Dans un tel groupe, il y aurait donc à la base une "obligation d'intérêt mutuel", chacun devrait s'intéresser à ce qui font les autres (donner son avis, commenter, voire critiquer de manière constructive). Ce qui veut dire dans l'autre sens, il y aurait forcément une obligation de participation, chacun à son niveau, ceci afin de fournir aux autres des objets d'inspiration. N'importe qui est capable de faire quelque chose de personnel, nous ne voulons pas croire qu'une personne normalement constituée ne soit absolument capable de rien.
Le but de la Religion Naturelle étant que chacun crée sa propre voie, le fait de connaître (d'être ami avec) un certain nombre de gens pratiquant de nombreuses activités ("spirituelles" ou non au sens étroit, mais toutes orientés vers le développement de l'âme) permet à tout nouveau membre de trouver des sujets d'inspiration, non pas dans un esprit de compétition, mais de saine émulation. En premier lieu, il voit que c'est possible et qu'il n'est pas nécessaire d'être un surhomme, en second lieu, le fait de voir des choses nouvelles lui donne des idées.
Il va de soi que chacun devrait à la fois s'inspirer des recherches des autres et développer ses propres domaines de recherche personnels.

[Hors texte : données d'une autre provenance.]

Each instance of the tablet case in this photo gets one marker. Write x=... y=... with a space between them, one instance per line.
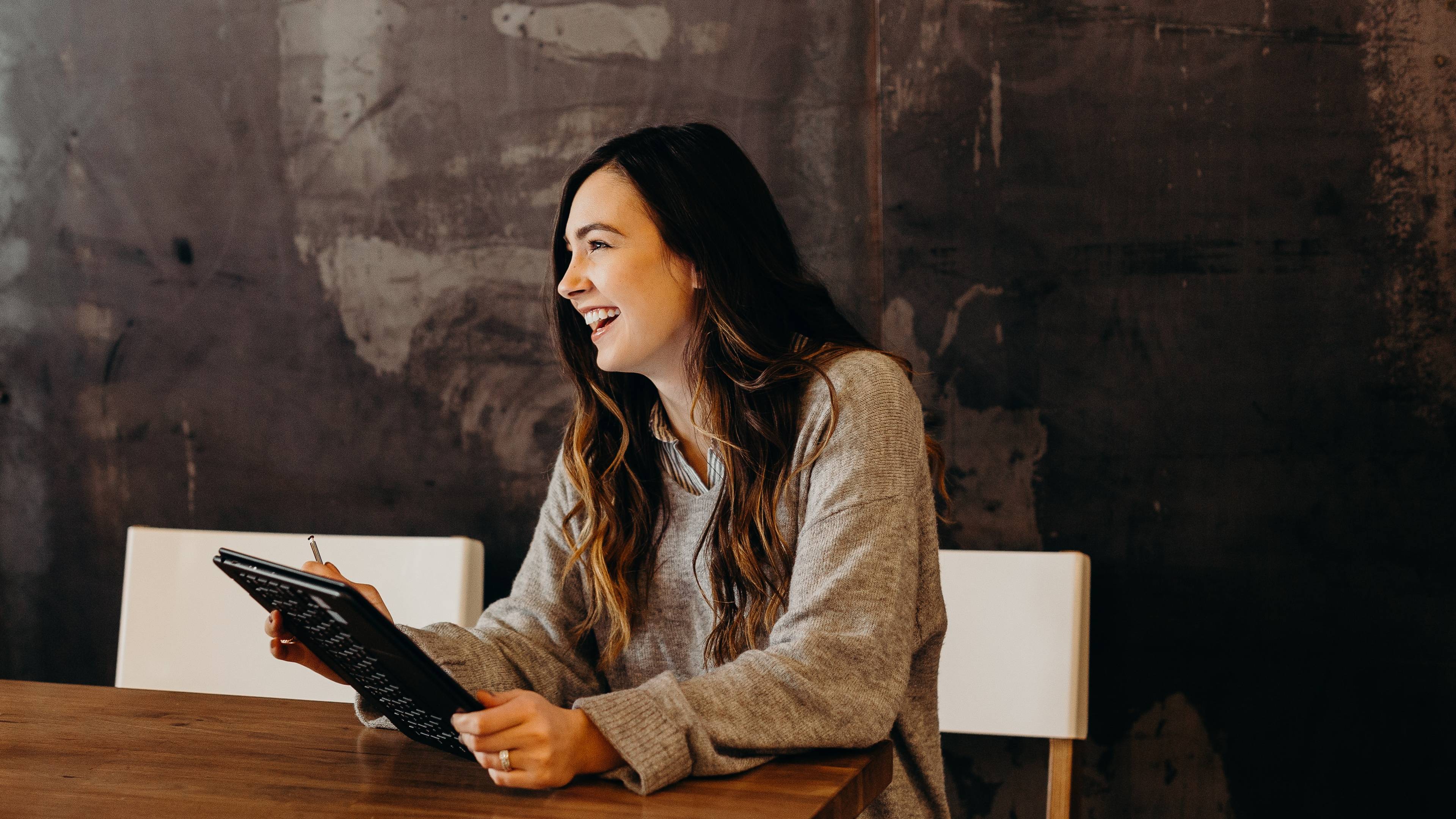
x=362 y=646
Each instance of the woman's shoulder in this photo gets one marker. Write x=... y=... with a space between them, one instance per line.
x=867 y=384
x=863 y=375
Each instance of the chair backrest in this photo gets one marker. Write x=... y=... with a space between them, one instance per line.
x=188 y=627
x=1015 y=656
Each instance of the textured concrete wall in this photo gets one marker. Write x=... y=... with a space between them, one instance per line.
x=1183 y=276
x=1180 y=278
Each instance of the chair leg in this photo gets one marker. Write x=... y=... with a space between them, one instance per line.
x=1059 y=780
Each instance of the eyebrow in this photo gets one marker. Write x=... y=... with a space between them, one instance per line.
x=586 y=229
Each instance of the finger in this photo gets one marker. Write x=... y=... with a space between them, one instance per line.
x=490 y=720
x=273 y=627
x=491 y=700
x=511 y=739
x=515 y=779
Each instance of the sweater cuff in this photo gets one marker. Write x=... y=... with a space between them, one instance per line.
x=644 y=734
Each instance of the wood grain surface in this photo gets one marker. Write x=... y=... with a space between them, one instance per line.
x=91 y=751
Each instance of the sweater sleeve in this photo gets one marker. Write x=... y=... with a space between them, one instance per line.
x=522 y=640
x=836 y=665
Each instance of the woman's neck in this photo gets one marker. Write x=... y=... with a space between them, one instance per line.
x=678 y=400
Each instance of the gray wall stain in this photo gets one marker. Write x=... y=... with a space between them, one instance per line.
x=1413 y=97
x=582 y=31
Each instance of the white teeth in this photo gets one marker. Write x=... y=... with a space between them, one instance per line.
x=601 y=314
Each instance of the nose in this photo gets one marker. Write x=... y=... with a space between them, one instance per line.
x=573 y=283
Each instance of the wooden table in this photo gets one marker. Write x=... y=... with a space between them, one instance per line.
x=89 y=751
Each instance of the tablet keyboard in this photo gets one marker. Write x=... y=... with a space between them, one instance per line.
x=314 y=617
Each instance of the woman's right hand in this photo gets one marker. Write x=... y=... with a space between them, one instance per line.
x=283 y=645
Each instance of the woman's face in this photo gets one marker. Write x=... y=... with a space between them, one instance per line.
x=624 y=280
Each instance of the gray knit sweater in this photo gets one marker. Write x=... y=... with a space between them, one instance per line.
x=851 y=662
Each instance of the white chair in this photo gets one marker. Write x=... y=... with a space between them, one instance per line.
x=1015 y=656
x=188 y=627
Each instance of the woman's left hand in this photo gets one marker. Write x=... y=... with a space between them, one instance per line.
x=548 y=745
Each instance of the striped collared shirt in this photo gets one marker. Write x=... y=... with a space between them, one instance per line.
x=673 y=458
x=676 y=463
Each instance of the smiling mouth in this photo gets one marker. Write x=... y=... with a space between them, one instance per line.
x=601 y=318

Comment créer un groupe d'individus différenciés
Un groupe n'est pas contraint de se polariser si l'intention de base est différente de ce qu'elle est habituellement, c'est-à-dire si la personnalité fondatrice refuse d'être clonée. Au lieu d'utiliser son énergie à créer des copies d'elle-même (ce qui est la tendance naturelle des deux côtés), elle peut l'utiliser pour pousser l'autre à se développer selon ses aspirations propres, qu'il faut commencer par faire émerger. C'est la partie la plus difficile, car la plupart des gens ne savent pas ce qu'ils veulent en réalité. On ne peut pas vouloir fonder un groupe à partir d'individus qui savent déjà ce qu'ils veulent, car ce sont soit des individualistes qui ne s'intéressent qu'à eux-mêmes, soit des maîtres. Il faut donc le faire à partir de personnes "ordinaires" qui ne savent pas ce qui leur convient, et leur donner l'énergie "spirituelle" pour le trouver, dans une perspective d'échange.
Par ailleurs, il convient que la personnalité fondatrice génère une relation parfaite, qui sera un modèle pour les autres. De la sorte, l'élément de base du groupe ne sera pas l'individu, mais un type de relation. Une relation n'étant pas une objet, surtout si elle est "parfaite", la copie n'est pas possible.
Comme on s'en doute, de telles relations vont générer des enfants, lequels enfants baigneront dès l'origine dans ce nouveau modèle, qui a la même base que le modèle traditionnel (l'amour du prochain), mais qui ajoute en plus la créativité personnelle, en sorte qu'ils seront capables de le pousser plus loin.